When it comes to strength training there are a multitude of options. There are thousands of machines, dozens of different kinds of free weights, or you can use body weight exercises. Figuring out which one is best for you and your needs can be difficult. On one hand machines can be great when you’re fist starting because it is easier to keep good form. On the other hand, free weights use more muscles and can give you a more complete workout. What you choose is ultimately your decision. I suggest talking with a trainer about your goals to find what will work best for your goals.
When your trying to strengthen the long head of the bicep femoris a machine can help zero in on that part of the muscle. This means if you are recovering from injury, prehabing (exercising to prevent injury) or if you are at a point where such specific muscle isolation is necessary, certain machines will help you the most. Targeting a specific muscle or a specific part of a muscle can be tricky with free weights, but it can be done.

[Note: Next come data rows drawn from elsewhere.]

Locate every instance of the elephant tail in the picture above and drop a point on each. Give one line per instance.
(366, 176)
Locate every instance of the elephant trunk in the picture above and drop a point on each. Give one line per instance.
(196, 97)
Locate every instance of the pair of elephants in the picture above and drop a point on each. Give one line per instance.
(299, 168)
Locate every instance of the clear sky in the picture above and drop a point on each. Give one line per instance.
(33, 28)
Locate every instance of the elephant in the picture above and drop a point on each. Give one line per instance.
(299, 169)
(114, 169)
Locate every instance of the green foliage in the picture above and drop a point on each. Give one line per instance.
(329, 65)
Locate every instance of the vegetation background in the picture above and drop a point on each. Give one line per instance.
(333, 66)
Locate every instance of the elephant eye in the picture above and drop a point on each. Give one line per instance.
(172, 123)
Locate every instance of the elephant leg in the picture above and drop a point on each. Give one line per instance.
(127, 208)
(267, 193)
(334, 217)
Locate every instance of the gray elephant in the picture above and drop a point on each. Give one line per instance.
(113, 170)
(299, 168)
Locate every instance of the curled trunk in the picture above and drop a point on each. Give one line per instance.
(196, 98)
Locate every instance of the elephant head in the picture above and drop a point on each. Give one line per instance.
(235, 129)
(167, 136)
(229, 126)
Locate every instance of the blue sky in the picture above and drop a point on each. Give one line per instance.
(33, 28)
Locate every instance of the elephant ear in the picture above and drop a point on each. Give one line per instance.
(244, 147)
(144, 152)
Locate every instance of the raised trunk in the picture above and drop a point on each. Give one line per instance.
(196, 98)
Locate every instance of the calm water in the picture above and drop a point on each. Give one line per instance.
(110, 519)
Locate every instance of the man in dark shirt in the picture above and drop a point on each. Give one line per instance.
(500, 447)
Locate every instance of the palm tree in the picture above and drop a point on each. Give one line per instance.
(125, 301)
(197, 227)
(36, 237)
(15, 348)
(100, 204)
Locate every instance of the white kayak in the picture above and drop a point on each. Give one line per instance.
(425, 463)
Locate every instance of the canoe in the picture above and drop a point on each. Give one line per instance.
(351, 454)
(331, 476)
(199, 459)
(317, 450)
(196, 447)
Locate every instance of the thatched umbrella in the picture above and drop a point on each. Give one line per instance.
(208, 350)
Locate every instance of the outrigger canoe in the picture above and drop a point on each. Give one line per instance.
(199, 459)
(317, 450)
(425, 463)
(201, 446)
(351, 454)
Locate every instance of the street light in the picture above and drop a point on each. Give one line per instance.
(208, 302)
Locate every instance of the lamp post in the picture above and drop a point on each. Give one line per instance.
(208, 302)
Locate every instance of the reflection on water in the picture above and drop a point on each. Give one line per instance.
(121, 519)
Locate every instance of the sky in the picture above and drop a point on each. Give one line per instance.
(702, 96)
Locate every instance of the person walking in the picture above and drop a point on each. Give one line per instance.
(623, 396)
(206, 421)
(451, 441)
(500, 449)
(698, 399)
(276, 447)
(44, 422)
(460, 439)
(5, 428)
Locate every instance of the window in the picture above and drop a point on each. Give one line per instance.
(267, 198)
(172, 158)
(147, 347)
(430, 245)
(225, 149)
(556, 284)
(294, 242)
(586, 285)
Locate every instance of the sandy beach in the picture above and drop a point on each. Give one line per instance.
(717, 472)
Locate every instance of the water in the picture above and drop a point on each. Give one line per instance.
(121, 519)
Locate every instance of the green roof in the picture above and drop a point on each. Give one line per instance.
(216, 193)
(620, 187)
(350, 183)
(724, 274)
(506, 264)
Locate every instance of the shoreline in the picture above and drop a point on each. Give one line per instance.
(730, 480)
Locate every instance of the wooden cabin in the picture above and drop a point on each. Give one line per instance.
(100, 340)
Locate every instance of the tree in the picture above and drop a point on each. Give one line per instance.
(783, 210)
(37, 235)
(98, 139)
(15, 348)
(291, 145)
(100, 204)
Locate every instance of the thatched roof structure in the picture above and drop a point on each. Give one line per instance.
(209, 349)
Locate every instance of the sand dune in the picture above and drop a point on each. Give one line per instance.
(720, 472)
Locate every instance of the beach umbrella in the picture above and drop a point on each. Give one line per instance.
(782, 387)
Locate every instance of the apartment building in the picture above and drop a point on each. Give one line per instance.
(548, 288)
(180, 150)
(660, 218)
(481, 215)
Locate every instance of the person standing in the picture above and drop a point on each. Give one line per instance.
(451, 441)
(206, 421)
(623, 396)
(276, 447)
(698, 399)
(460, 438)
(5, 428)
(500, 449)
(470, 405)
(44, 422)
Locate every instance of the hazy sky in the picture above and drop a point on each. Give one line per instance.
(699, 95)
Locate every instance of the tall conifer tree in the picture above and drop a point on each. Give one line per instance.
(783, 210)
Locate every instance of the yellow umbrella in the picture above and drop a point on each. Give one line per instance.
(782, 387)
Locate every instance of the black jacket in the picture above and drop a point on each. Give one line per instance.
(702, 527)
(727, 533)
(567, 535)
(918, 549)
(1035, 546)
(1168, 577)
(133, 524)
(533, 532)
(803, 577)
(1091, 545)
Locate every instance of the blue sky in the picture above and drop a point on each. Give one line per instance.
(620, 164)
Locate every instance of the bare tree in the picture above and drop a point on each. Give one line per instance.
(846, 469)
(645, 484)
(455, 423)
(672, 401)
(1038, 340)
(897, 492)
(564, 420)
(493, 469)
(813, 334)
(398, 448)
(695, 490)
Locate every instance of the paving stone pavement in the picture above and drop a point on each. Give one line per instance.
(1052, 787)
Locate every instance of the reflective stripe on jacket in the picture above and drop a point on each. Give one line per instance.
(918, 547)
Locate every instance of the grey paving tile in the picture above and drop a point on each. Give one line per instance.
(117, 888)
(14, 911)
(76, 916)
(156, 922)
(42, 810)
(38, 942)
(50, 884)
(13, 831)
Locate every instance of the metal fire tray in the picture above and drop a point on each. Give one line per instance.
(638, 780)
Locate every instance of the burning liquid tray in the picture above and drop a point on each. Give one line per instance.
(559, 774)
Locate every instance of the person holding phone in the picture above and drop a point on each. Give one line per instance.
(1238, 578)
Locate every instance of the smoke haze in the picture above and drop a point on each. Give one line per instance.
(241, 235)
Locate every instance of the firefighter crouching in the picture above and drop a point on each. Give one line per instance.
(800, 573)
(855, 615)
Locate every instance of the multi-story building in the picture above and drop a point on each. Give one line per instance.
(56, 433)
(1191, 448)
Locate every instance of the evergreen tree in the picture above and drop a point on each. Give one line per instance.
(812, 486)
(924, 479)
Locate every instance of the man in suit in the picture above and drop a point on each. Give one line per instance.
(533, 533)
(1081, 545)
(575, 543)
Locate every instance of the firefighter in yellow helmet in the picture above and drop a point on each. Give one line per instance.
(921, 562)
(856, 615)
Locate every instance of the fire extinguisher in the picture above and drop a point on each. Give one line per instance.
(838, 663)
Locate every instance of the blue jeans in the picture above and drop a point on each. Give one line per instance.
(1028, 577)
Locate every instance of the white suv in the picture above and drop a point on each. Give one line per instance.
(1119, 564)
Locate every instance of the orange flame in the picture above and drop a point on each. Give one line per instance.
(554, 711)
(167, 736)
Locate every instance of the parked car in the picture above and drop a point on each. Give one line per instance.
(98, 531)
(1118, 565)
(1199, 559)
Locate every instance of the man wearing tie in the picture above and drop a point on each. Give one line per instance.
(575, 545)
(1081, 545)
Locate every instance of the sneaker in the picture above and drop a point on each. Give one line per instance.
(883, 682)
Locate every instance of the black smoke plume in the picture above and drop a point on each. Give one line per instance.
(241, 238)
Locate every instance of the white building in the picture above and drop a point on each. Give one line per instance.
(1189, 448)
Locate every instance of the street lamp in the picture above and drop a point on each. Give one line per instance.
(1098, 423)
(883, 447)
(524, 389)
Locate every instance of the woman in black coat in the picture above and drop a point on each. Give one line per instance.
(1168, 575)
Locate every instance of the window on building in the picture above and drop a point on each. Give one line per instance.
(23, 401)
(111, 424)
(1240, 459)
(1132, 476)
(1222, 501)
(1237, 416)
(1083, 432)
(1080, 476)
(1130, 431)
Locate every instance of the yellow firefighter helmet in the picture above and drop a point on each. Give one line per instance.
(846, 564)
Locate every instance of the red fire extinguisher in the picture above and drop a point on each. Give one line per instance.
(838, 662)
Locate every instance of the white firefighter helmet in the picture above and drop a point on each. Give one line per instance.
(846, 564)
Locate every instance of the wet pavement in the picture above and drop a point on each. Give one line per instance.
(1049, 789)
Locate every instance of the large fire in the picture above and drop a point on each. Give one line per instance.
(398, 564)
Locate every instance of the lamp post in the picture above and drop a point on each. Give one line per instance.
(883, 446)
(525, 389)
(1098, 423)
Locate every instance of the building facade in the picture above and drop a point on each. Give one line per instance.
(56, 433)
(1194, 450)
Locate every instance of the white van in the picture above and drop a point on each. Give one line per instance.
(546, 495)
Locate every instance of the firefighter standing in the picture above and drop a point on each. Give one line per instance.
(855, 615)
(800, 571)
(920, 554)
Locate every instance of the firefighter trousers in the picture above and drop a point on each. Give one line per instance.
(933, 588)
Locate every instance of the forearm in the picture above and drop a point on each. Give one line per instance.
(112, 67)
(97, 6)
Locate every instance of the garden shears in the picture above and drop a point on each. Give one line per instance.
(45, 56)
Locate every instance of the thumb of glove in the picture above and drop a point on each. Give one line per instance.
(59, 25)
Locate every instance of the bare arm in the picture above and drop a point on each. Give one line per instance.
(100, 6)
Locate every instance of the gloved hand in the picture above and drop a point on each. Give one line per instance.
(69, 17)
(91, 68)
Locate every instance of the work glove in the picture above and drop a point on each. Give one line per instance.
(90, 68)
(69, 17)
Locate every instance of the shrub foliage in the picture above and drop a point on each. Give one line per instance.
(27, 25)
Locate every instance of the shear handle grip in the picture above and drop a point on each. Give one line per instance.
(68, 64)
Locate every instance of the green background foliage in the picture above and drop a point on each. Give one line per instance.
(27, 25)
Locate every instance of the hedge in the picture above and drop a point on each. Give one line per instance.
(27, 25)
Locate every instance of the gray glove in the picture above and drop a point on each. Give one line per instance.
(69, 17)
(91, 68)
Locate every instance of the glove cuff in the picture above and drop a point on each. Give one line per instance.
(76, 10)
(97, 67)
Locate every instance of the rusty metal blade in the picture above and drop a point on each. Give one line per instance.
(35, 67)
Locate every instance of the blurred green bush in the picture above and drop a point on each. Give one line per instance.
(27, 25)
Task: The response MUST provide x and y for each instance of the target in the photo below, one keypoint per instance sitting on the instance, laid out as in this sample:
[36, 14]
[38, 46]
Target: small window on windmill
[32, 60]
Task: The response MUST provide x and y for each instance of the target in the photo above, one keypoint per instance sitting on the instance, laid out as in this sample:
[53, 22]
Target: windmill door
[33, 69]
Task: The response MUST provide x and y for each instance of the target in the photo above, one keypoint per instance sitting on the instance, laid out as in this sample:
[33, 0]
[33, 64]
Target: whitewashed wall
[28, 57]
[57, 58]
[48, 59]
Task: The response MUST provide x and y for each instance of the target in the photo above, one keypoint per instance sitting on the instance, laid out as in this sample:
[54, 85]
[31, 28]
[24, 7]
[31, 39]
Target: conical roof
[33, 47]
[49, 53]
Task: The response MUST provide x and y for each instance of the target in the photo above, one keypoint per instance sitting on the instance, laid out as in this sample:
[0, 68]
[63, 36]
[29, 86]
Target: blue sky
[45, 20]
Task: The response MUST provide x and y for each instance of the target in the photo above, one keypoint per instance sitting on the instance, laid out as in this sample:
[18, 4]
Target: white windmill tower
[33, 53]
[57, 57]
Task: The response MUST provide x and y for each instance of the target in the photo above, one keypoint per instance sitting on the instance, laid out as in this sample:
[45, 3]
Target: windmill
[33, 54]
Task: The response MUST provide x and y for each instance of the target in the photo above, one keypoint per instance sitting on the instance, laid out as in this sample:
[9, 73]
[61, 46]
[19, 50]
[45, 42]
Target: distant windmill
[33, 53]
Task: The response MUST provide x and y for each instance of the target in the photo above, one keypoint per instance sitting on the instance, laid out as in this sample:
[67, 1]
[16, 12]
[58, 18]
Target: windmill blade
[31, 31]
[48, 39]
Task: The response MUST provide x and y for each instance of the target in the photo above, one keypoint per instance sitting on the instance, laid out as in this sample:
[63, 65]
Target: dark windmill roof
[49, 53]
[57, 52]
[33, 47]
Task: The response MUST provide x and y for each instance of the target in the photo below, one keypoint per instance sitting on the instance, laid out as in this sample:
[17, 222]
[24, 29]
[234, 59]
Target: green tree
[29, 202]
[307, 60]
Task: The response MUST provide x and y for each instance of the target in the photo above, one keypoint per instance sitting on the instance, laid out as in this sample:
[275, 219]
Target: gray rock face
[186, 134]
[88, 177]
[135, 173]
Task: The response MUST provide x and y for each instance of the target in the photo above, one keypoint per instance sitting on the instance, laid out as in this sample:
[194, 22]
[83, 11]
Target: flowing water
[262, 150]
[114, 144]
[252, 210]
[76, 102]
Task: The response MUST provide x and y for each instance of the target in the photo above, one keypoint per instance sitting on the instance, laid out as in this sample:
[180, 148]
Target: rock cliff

If you visit the gym a 2-3 times a week, odds are you want to maximize your time in the gym by hitting as many muscles as possible. This is where free weights shine. On a tricep machine you only strengthen the tricep but with free weights you are also strengthening your abdominal muscles as they are engaged to keep you balanced as you curl. If your standing your legs are also engaged. Free weights also allow for a greater range of motion. Some caution is to be used though, as it is easier to cause injury if your range of motion is too great and wonders into unstable territory. For instance, when doing a front arm raise lifting the weight above shoulder height can stress the shoulder joint and increase the likelihood of a strain. If you are unsure what ranges are safe a session with a personal trainer can be beneficial. Ask to go through some basic exercises you wish to do on your own. Pay attention to the form they have you use and replicate it in your own workouts. There’s reason there are so many mirrors in a gym. Use them to keep your form, stay safe, and get results.
Many gyms have their machines set up so that if you do a circuit you hit every muscle, a machine that works your chest will be next to a machine that works your back. Just asking for a tour of the machines (a service that is usually free) can be hugely beneficial. Ask around, try stuff out, and do what works for you.
In the end the best workout is the one you enjoy and you stick to. If you find squats boring but love the leg press machine, use the leg press machine. You can incorporate balance in another exercise.